With emotion, Sun's long goodbye nears the finish
Schwartz reportedly may soon resign; Oracle to detail plans Wednesday
Computerworld - James Gosling, the father of the Java programming language, posted the image of a tombstone on his blog last week, an R.I.P., for Sun Microsystems Co. Before long. more than 800 employees, outside developers and others had posted comments.
The responses, under the headline, "So long, old friend...," were similarly eulogizing, many offering up a simple "thank you" mixed with some sadness, a few memories and sprinkles of hope for the post-merger.
On the same day Gosling posted his tombstone, CEO Jonathan Schwartz sent around an internal memo expressing his pride at having worked at Sun and urging employees "to emotionally resign from Sun," and prepare to take "the first step in a new adventure."
What wasn't said in Schwartz's note -- and isn't clear at this point -- is how many at Sun will continue with the merged companies.
Schwartz and some of Sun's other top executives will leave with large severances; in Schwartz's case, that would be more than $12 million in severance, according to Sun's recent proxy statement.

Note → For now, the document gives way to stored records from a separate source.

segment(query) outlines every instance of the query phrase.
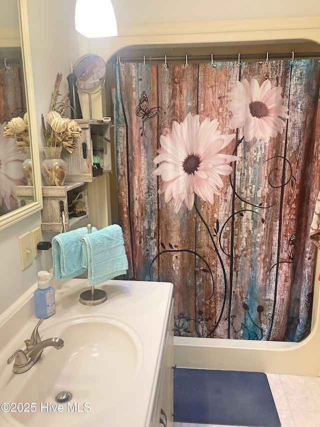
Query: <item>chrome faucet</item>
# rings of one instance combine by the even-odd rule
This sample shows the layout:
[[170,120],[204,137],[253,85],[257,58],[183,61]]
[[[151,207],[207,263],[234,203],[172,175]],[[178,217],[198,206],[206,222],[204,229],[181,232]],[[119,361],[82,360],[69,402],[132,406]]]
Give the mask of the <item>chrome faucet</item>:
[[17,350],[8,359],[8,364],[14,360],[12,369],[14,373],[22,373],[30,369],[46,347],[54,347],[57,350],[59,350],[64,346],[64,341],[60,338],[48,338],[44,341],[41,340],[38,328],[43,321],[43,319],[39,320],[31,334],[30,339],[24,340],[24,350]]

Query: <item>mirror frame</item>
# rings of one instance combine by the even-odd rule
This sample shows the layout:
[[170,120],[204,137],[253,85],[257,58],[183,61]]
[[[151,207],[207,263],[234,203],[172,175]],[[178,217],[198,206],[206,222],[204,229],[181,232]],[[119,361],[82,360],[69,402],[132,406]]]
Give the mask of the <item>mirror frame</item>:
[[34,172],[34,201],[0,216],[0,230],[41,210],[43,207],[36,114],[29,38],[27,0],[18,0],[21,49],[29,117],[29,133]]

The Wall Street Journal is reporting today that Schwartz will soon resign.
With European regulatory approvals for the deal all but final, Oracle and Sun plan to hold Webcast briefings on Wednesday to outline the direction of the combined companies and their many products.
Sun has about 29,000 employees and the combined headcount of the two firms will be about 115,000. Analysts, however, expect cutbacks to take place once the merger begins in earnest.

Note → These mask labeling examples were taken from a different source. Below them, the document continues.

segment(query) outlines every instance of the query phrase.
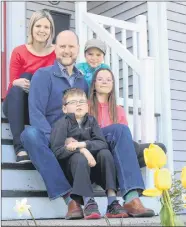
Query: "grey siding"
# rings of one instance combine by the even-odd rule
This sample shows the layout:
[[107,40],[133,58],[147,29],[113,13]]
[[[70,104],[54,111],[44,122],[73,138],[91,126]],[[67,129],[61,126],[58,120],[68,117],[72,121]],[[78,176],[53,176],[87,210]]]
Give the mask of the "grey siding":
[[[138,15],[147,16],[146,2],[89,2],[88,11],[98,15],[112,17],[129,22],[135,22],[135,17]],[[127,49],[133,52],[132,49],[132,32],[127,31]],[[121,41],[121,32],[116,29],[116,38]],[[120,63],[122,63],[120,61]],[[120,64],[120,95],[122,96],[122,64]],[[129,97],[132,97],[132,70],[129,67]]]
[[167,2],[174,168],[186,165],[186,3]]
[[53,10],[61,13],[66,13],[71,15],[71,20],[70,20],[70,29],[74,30],[75,29],[75,4],[74,2],[65,2],[65,1],[60,1],[58,5],[52,5],[49,3],[49,1],[46,2],[26,2],[26,19],[27,19],[27,28],[28,28],[28,23],[29,19],[32,15],[32,13],[36,10],[41,10],[41,9],[48,9],[48,10]]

Oracle and Sun announced their plans to merge in April but the uncertainty about Sun's future goes back a little further, to March, when news surfaced that Sun was in acquisition talks with IBM.

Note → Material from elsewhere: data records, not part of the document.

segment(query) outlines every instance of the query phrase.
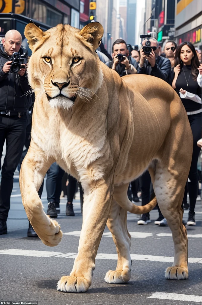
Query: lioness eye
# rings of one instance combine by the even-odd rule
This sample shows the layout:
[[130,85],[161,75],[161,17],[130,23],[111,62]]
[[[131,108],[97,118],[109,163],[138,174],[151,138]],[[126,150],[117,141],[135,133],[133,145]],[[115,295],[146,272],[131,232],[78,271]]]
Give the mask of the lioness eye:
[[45,61],[46,61],[47,63],[50,62],[50,61],[51,60],[51,59],[50,58],[50,57],[43,57],[43,58],[45,60]]
[[79,57],[75,57],[73,58],[73,61],[74,63],[78,63],[80,59]]

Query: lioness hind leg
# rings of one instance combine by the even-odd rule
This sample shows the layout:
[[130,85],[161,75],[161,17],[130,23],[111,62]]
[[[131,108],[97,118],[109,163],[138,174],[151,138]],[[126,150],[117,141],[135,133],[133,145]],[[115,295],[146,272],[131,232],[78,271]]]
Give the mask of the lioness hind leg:
[[105,280],[106,283],[126,283],[131,278],[131,236],[127,228],[127,211],[113,199],[107,225],[117,248],[118,261],[116,270],[110,270],[106,273]]
[[172,267],[167,268],[165,275],[169,279],[184,280],[188,278],[188,239],[186,230],[182,223],[183,210],[181,207],[184,180],[180,175],[178,178],[171,175],[168,169],[160,162],[157,165],[154,191],[161,210],[172,231],[174,243],[174,261]]

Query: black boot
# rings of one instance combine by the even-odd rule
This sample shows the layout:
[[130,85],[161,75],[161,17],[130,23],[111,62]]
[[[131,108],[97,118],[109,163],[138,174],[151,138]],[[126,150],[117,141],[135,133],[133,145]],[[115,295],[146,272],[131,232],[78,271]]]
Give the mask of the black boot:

Oracle wanted the merger completed sometime in last fall, but European regulators' delay in approving the merger has dragged it out. That, in turn, may have hurt Sun's share of the server market. Its worldwide server systems revenue totalled $778 million for the third quarter of last year, a 35% decline from the same quarter in 2008, according to IDC's latest report on worldwide systems factory revenue. All vendors saw revenues fall in the recession, but Sun's decline was the steepest.
Even so, Jean Bozman, an IDC analyst, points out that Sun remains the fourth largest server vendor in the world, after IBM, which had 30% of the world's market share with $3.3 billion in revenue in the last quarter; Hewlett-Packard, with a 31% share and $3.2 billion in revenue; Dell, with 13.5% and $1.4 billion; and Sun, with a 7.5% market share.
Sun's "installed base is so large there is continuing demand to replace what people have," said Bozman.
For the first time since the merger acquisition talks began, the big new thing for Sun and Oracle will be the gradual removal of the uncertainty about the future -- starting with Wednesday's briefing.
The tech industry has, of course, seen many companies with great legacies evaporate. In this case, some of what was Sun may survive, thanks to decisions to open source much of what it owns, according to one person who posted on Gosling's blog. Henry Story, a Web architect at Sun, wrote: Sun Microsystems was indeed one of the greatest companies ever.
"Jonathan [Schwartz]will be remembered for open sourcing the whole software/hardware stack, so that at least none of the engineers who worked at the company will have wasted their time," Story wrote. "In other companies, such a takeover could all so easily [have] sent their work to the dustbin of copyrighted material. Imagine a great musician -- a Mozart perhaps -- working for some owner who then one day turned around and just burnt all his work. This is not what happened. And yet, all too often, this is indeed what does happen in the software industry."
For his part, Gosling appears ready to move on with Oracle. He followed his tombstone post with one of fish tank that shows the Java mascot with a snorkel. Sun plus Oracle = Snorcle?
"Enough of being maudlin, it's time to look forward to being a unified company," wrote Gosling.